Die Auswertung der Funde im Bereich der Pfahlbaudörfer auf dem Sechseläutenplatz – der Ausgrabung Parkhaus Opéra – ist abgeschlossen und wurde gestern von Baudirektor Markus Kägi (SVP) und André Odermatt (SP), dem Vorsteher des städtischen Hochbaudepartements, den Medien vorgestellt. Sie geben erstaunlich detaillierte Einblicke ins Leben der jungsteinzeitlichen Zürcher.
Leben in Reihenhäuschen
Rund 20'000 Hölzer wurden zutage gefördert, und die auf den Jahrringen beruhende denrochronologische Auswertung, mit der man aufzeigen kann, wann ein Baum gefällt wurde, ergibt: Zwischen 3234 und 2727 v. Chr. wurden auf dem Raum nacheinander acht Siedlungen errichtet.
«In Zürich gab es offenbar schon vor 5000 Jahren so etwas wie eine Raumordnung», stellt André Odermatt fest. Tatsächlich waren die Häuser in strenger Ordnung ausgerichtete Reihenhäuschen mit zentralen Gassen. Das Dorf heisst bei den Archäologen Opéra 3. Schätzungsweise 130 bis 300 Menschen lebten dort gleichzeitig.
Der Dorfstreit
Und offenbar gab es auch schon Dorfstreit. Das Dorf war nämlich in drei Quartiere unterteilt, die mit einem Palisadenzaun aus Pappelholz voneinander abgegrenzt waren. Die Funde zeigen, dass sich auch die Gepflogenheiten dieser Quartierbewohner unterschieden.
Überreste einer 5000 Jahre alten Siedlung sind beim Parkhaus Opéra entdeckt worden. Video: TA/SDA
Während die Bewohner von Opéra 3 Süd und Nord mit noblen Lochäxten hantierten, benutzte man in Opéra 3 Mitte praktischeres, aber weniger prestigeträchtiges Werkzeug. Auch zeigen Keramikreste, dass Süd und Nord kulturell eher konservativ eingestellt waren, die Mitte mit der Zeit ging.
Tür und Kinderkappe
Bereits während der Grabungen konnten die Archäologen Sensationelles verkünden. Der Fund der zweitältesten Tür der Welt machte in der Weltpresse Schlagzeilen – selbst im Himalajagebiet. Die älteste Tür wurde übrigens auch im Kanton Zürich gefunden, im Robenhauser Ried in Wetzikon.

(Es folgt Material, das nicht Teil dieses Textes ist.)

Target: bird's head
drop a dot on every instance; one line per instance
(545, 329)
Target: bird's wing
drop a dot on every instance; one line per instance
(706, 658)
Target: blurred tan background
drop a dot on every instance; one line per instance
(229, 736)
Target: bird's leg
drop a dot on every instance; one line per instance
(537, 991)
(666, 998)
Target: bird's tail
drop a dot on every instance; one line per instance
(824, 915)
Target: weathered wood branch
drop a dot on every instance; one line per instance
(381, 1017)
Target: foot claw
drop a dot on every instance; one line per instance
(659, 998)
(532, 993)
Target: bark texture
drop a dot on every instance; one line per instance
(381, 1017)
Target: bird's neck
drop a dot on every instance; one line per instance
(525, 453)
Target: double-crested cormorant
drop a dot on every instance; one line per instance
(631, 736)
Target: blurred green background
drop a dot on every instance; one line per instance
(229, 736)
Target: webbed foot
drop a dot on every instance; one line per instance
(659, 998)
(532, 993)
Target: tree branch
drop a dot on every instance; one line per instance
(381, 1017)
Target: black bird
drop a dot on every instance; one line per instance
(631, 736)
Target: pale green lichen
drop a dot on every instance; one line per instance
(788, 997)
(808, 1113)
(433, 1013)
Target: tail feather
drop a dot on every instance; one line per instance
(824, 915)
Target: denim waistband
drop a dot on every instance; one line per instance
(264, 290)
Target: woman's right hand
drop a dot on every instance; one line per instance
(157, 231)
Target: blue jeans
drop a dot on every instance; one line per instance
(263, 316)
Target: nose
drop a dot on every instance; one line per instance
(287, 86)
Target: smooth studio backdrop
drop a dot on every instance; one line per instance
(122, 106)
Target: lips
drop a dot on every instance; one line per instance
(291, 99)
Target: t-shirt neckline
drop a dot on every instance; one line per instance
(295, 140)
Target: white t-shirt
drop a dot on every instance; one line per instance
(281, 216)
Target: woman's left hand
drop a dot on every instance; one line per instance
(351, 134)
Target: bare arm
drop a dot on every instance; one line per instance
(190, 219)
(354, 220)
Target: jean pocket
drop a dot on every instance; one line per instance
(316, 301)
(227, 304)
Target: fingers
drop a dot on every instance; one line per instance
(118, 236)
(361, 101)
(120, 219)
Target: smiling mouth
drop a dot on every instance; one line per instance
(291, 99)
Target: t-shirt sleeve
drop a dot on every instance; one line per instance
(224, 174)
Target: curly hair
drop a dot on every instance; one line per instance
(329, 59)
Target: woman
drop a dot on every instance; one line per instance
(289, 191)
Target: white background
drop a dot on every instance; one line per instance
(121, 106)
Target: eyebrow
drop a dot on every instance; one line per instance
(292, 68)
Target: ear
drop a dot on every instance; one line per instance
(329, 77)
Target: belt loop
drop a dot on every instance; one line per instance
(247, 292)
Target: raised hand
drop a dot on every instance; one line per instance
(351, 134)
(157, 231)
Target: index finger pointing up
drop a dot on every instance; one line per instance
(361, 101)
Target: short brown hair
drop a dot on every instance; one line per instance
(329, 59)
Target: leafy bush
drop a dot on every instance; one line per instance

Neben den für Pfahlbausiedlungen üblichen Funden von Pfählen und Knochen wurde auch Überraschendes ausgegraben: Zwei gut erhaltene Kinderkappen wurden zutage gefördert, die gegen Sonne und Regen schützten. Dann gibt es einen repräsentativen Pfeilbogen, der zu Schmuckzwecken mit einer schimmernden Rinde eines anderen Holzes beklebt war. Die Sensation liegt hierbei im Wort «beklebt»! Es handelt sich dabei um den ältesten Nachweis für die Verwendung von Hautleim in Europa. Hergestellt wurde er aus Rinder- oder Schafshaut.
Waren es Kannibalen?
Auch der Speisezettel der Jungstein-Zürcher lässt sich aufgrund von Pollen, Samen, Blättern, Knochen und Schuppen rekonstruieren. Sie ernährten sich von Getreide, vor allem Weizen, Haselnüssen und Erbsen, von Wildäpfeln, Brombeeren und Schlehe, waren aber alles andere als Vegetarier.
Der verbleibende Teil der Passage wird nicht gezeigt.